In my searchs on Manjaro forum, some people talk about a kernel problem with some REALTEK models and it seens that L8200A is one of them (but I’m not really sure), but even kernel 5.18 (or 5.19, I don’t remember the last one I used) still with the problem, not even trying the fix they propose.
Inside OPENSUSE is not different. I know the cables or modem is not the problem because wifi works fine on cellphone and on my mothers computer, PS5 also connect fines and thins works fine in Windows 10~11.
There is a way to hunt the problem and somehow try to fix it?
I searched for L8200A in Bugzilla for the past 4 years and got no hits. Given the exposure and forum reports L8200A has gotten in its 3 years of presence, and your own experience, I suggest you save yourself headaches and consider investing in an Intel PCIe NIC if someone else doesn’t chime in here with a solution. Both my most recently purchased Asus motherboards work fine with their onboard Intel I219-V NICs.
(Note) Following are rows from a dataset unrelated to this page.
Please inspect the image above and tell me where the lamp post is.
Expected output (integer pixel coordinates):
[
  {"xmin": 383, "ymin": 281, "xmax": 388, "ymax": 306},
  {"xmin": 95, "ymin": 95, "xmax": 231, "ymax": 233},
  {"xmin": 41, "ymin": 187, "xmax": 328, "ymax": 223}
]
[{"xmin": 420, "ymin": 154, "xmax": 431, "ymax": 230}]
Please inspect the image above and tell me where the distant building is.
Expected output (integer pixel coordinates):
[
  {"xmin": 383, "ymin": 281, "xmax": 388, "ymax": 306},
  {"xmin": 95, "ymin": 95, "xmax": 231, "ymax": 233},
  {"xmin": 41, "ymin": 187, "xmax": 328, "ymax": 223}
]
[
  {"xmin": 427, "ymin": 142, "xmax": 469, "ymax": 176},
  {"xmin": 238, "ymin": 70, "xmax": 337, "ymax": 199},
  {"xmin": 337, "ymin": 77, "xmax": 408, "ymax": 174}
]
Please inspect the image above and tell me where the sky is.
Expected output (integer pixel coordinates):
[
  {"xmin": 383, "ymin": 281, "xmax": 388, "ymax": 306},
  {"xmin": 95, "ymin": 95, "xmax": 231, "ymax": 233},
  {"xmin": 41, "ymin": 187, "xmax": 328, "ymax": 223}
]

OTOH, how old is your router? Is this Asus the only connection you have on ethernet, with the rest of your devices on WiFi? Is Windows on this same Asus?
15.3 goes out of support in just over 2 months. Why not try 15.4? Another option: install 15.5. Right now it’s mostly still 15.4, and if you report a bug against 15.5, the devs might be more interested in coming up with a solution than otherwise.
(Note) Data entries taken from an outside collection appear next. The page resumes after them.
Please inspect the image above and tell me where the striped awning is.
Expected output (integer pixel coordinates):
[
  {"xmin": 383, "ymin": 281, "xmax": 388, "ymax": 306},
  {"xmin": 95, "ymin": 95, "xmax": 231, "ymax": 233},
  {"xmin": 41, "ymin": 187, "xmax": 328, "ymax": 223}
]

I suspect the better place to start this thread would have been in the network/internet forum. You could ask the mods to move it if it lies fallow here.
I am using two PCs with a ASUS TUF GAMING X570-PLUS (WIFI) motherboards since April 2021 with openSUSE Leap 15.2 and since January 2022 with openSUSE Leap 15.3 without any problems.
ASUS TUF GAMING X570-PLUS and ASUS TUF GAMING X570-PLUS (WIFI) use the same network chip.
My PC is the ASUS connected through a cable, like my PS5, both use the same cable model: VENTION CAT8 40GBPS RJ45 8P8C 2000MHZ with some stuff like ‘copper shell gold-plated crystal head’, whatever what it means (if it means something).
The PS5 works flawless with downloads and video streaming, without any kind of issues. WIFI works like it should be. My mom’s PC (AORUS B450 WIFI PRO) connects fine, even through a wall, and cell phone have a instant load like it should be.
I think my router is around 4 years old, but it seems to be working like it should (at least I guess so).
I used Windows (with this cable), because I used to play Black Desert Online, so over two maybe three years with this mobo, Ethernet works fine under Win 10 / 11 using the motherboard drivers on manufacture website.
I don’t know how Bugzilla works, but here is a small list of problems with Ethernet, and by the way, I’m not trying to compare Arch / Manjaro with SUSE Leap or TW, just trying to illustrate, and like I’ve said, it happens on other distros too. I never got a fix, not even with all the suggestions on forum.
I’ve tried to run Tumbleweed for 20 minutes or so, to see how it goes with NVIDIA / Blender and internet works pretty smooth, almost like used to be on Windows.
I’ve back to Leap, 15.4 this time and I got some little improvement, still slow to load some sites, and fast to load others, it’s confusing.
If you have the Packman Repo enabled, you can use the r8168 driver:
zypper in r8168-blacklist-r8169 r8168-kmp-default
After restart the PC should connect automatically if dhcp is enabled, otherwise you have to configure it in Networkmanager or Yast—Network-Configuration, depending on your config.